After a wild night that saw crude drop all the way to $76, the S&P has now rallied about 50 points and brought everything along with it except, of course, the PMs.
Before we get started, a caveat. If you come to this site expecting me to tell you exactly what is going to happen in the short-term metals trade, I suggest you leave now. NO ONE can do that in these unprecedented times. I'm trying my best but, with no history upon which to base opinion, the job is nearly impossible. Knowing that, I built this site so that a visitor can easily glean knowledge from the experience documented within. Check the forums. Visit the chatroom. You will find all kinds of diverse and wise opinions there. You can measure the potential "worthiness" of the opinion by the cumulative number of "hat tips" the poster has received over the past two months. As I stated Sunday, no one can predict 24-48 hour moves in the PMs at this point. What I do know, however, is that the metals will be higher a month from now, three months from now and six months from now. Trade if you must but your best strategy is still, and will always be, to buy physical and take delivery.
Onto the trade. After reaching 1782.50 overnight, gold has come off by about $50. Holy cow! That's enough to keep your stools loose! Santa has told you to expect unprecedented volatility and you are seeing some of that. For today, do not be surprised if gold goes even lower. I could see it reaching all the way down to 1720 or so but, obviously, none of the fundamentals have changed, so it could rally back just as fast. There is, however, one thing you need to keep in mind. All of this volatility almost begs the criminal CME to raise margins. Do not be surprised if it happens. As we all know from recent experience, the CME doesn't necessarily stop with one margin hike, either. IF it happens, we'll have to re-assess. Do you recall the first time the criminal C/C/C raised margins on silver back in November of last year? Silver dropped 15% in a week but the price still went on to double over the next six months and is still 30% higher even today. My point is, one margin hike is not the end of the world. Five? Well, that's another story.
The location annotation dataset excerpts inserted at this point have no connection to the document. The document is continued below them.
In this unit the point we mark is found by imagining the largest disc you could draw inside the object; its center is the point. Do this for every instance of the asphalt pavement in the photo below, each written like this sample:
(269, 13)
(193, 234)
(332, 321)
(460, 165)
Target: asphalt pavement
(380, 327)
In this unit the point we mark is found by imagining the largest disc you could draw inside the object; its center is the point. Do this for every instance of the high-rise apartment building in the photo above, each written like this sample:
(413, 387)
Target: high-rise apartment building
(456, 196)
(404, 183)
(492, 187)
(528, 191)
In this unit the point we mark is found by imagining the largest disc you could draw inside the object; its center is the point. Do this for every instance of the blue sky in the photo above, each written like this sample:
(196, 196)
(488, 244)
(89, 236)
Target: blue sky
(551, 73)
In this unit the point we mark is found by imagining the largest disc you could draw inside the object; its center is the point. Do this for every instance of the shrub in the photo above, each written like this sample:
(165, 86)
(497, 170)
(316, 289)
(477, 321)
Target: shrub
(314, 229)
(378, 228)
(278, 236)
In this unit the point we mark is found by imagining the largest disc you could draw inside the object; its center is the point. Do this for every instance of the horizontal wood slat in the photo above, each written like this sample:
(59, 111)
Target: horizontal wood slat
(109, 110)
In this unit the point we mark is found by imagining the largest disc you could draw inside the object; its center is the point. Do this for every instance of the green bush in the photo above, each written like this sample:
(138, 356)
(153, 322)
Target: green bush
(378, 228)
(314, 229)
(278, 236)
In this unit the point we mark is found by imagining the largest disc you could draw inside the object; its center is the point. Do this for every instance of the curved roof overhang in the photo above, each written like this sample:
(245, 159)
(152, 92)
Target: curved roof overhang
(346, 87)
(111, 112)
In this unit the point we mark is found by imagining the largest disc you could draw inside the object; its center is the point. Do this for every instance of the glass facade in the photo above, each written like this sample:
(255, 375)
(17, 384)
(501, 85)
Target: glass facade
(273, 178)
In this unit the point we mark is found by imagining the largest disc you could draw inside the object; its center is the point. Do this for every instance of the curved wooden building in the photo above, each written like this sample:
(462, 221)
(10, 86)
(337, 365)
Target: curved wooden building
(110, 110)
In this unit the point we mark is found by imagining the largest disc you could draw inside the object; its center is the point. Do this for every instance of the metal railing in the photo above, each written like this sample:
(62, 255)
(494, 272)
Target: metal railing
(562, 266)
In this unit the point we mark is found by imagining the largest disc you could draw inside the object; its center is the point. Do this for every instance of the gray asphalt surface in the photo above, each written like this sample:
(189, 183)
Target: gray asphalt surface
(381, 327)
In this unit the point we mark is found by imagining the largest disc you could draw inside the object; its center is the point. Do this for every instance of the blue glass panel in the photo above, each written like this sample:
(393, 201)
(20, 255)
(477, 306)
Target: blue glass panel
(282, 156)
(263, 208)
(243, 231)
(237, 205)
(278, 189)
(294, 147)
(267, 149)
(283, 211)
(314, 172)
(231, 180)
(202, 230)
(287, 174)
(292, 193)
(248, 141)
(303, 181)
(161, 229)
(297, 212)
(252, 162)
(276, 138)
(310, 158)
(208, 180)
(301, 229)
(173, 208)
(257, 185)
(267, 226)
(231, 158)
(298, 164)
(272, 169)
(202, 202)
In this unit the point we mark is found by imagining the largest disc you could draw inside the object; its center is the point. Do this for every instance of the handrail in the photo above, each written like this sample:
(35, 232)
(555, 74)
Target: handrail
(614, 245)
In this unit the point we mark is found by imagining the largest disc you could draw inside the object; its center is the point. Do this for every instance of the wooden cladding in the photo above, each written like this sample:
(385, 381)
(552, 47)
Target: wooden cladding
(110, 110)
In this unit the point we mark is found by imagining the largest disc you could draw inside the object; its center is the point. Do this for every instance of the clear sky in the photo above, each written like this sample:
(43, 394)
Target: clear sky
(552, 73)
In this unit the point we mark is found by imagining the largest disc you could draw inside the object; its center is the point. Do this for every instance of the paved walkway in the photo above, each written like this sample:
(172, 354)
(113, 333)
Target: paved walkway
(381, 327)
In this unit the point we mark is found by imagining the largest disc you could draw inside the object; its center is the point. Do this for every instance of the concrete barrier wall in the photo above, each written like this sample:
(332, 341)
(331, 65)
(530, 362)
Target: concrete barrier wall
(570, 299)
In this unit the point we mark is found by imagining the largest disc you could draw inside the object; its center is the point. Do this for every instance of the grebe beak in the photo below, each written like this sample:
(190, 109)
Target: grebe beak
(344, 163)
With that as a segue...doesn't silver just piss you off? Not the metal so much but the The Forces of Darkness that control it. Helped along by the dopey hedgies and their WOPR machines, The Evil Empire just stands back and laughs while all of us pull our collective hair out. Market bad = silver down. Market good = silver down. You can't win. Well, we'll see about that. To me (again read the caveat that began this note), silver is poised to explode. The drop in total open interest is fantastically bullish. As of Friday night, OI was back to late May levels. This tells you two things:
1) The shakeout from $42 to here blew out all of the new longs that came into the market in July.
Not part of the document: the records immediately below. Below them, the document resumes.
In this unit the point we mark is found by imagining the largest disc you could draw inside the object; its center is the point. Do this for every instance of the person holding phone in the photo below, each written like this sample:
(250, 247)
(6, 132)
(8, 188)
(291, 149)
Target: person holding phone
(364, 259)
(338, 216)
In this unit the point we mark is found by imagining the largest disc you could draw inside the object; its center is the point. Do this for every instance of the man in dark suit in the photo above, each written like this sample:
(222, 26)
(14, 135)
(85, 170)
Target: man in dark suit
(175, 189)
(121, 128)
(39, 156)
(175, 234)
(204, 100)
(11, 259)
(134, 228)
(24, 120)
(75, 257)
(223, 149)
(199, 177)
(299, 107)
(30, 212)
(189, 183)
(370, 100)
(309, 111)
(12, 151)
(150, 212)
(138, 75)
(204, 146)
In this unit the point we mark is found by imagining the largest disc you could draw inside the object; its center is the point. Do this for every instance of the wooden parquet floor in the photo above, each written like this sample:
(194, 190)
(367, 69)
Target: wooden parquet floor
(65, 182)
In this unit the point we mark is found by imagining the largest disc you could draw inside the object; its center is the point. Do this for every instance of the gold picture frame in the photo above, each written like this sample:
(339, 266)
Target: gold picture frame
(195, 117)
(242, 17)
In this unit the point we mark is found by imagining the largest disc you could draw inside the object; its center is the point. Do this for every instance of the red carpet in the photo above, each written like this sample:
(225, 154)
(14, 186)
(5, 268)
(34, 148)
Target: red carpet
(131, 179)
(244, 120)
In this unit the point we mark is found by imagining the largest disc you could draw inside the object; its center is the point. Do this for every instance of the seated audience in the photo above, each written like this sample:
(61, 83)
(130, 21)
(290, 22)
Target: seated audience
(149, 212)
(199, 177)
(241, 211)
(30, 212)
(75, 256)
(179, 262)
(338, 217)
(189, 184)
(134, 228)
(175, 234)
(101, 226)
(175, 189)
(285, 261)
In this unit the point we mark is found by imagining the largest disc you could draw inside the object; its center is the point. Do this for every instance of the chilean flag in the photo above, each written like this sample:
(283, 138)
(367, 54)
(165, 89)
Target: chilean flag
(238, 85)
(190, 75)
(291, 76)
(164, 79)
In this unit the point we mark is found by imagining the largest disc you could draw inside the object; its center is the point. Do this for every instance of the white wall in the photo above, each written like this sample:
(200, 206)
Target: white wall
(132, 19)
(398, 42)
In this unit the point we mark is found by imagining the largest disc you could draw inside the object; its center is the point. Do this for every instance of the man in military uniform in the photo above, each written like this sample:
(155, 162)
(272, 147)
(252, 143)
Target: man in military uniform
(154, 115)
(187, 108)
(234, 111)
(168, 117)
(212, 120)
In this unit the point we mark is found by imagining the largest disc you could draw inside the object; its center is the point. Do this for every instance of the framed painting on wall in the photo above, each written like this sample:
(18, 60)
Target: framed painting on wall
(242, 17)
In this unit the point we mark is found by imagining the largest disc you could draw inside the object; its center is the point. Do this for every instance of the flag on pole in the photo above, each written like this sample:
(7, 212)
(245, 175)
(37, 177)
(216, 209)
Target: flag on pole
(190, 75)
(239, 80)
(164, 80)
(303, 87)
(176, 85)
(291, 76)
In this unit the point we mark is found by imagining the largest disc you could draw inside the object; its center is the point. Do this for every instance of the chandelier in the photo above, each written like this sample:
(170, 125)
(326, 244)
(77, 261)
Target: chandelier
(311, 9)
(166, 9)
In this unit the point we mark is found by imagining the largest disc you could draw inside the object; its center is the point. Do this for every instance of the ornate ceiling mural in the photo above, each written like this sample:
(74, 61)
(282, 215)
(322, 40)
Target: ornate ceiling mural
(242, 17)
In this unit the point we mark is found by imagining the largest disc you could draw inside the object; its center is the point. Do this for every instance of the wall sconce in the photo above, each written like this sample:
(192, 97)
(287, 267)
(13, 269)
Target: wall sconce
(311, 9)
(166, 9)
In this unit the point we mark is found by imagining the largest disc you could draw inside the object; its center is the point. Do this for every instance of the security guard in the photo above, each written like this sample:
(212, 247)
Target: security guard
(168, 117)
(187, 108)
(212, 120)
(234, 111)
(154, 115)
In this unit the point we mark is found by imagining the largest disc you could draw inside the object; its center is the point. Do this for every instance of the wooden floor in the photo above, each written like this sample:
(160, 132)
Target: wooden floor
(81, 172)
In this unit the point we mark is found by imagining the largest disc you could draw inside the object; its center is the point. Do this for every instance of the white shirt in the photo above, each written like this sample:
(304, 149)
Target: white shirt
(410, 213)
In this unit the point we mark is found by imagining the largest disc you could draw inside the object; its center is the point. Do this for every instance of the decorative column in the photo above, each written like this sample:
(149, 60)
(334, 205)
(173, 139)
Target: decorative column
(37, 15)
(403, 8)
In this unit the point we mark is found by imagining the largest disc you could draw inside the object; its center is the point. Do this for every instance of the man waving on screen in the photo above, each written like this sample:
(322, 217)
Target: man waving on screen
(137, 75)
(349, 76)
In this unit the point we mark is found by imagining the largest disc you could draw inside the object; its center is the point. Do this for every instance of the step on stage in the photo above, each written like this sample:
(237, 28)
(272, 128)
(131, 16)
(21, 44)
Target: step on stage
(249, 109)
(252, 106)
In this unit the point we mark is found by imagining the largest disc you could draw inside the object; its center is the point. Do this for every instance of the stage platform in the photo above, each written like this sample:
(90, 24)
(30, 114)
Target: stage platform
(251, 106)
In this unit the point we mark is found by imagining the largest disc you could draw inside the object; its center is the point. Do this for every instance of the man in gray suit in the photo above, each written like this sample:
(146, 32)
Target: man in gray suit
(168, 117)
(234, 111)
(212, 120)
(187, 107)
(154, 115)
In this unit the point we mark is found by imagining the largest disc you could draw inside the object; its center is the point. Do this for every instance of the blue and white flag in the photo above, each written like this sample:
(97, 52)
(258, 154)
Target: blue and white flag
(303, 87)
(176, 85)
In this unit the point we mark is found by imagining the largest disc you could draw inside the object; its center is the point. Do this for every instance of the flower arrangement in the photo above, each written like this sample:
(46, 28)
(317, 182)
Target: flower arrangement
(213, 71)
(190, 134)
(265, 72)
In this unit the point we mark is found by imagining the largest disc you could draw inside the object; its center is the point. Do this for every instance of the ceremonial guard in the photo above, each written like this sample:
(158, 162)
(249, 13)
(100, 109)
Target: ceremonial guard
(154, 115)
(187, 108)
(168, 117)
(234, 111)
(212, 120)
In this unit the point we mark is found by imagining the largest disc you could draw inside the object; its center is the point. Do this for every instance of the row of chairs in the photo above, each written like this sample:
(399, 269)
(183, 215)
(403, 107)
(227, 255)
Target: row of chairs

2) Those who are going to sell have now sold. The remaining longs will likely be resolute. Declines from here will have the effect of pressing on a spring.
I expect silver to hold the lows of last week near 37.50. If it doesn't, there should be strong support near 37. I'm a buyer. The Wicked Witch may be able to suppress price for another day, another week or another month. I don't know how long she can last and I don't really care. The fundos are overwhelmingly positive and will, eventually, win the day. Of that, you can be certain.
That's all for now. Today should be particularly exciting so hang in there and try not to let your emotions get the better of you. TF
1:00 EDT UPDATE:
Gold found a bottom this morning right about where I'd hoped it would. You can see it on the chart below. Gold bounced twice at 1722.50. Very nice. From here, watch this current range very closely. A move up through 1750 would signal a move back toward the overnight highs. A move down through 1735 will signal a retest of 1720. Silver continues to struggle from a lack of buyers. It just sucks. A move back up through 38.60 may lead to some short-covering, however, and that may be enough to generate come excitement and drive it back toward 39.50.
More later, after we hear from The Bernank and his minions. TF
p.s. I should add that I no longer have any spreads on. I am open-ended and long Sept $42 silver calls, Oct $1800 gold calls and Dec $1800 gold calls. I expect that either outcome from The Bernank is gold bullish. Fed announces some QE: gold goes up. Fed announces nothing unusual: market goes down, gold goes up.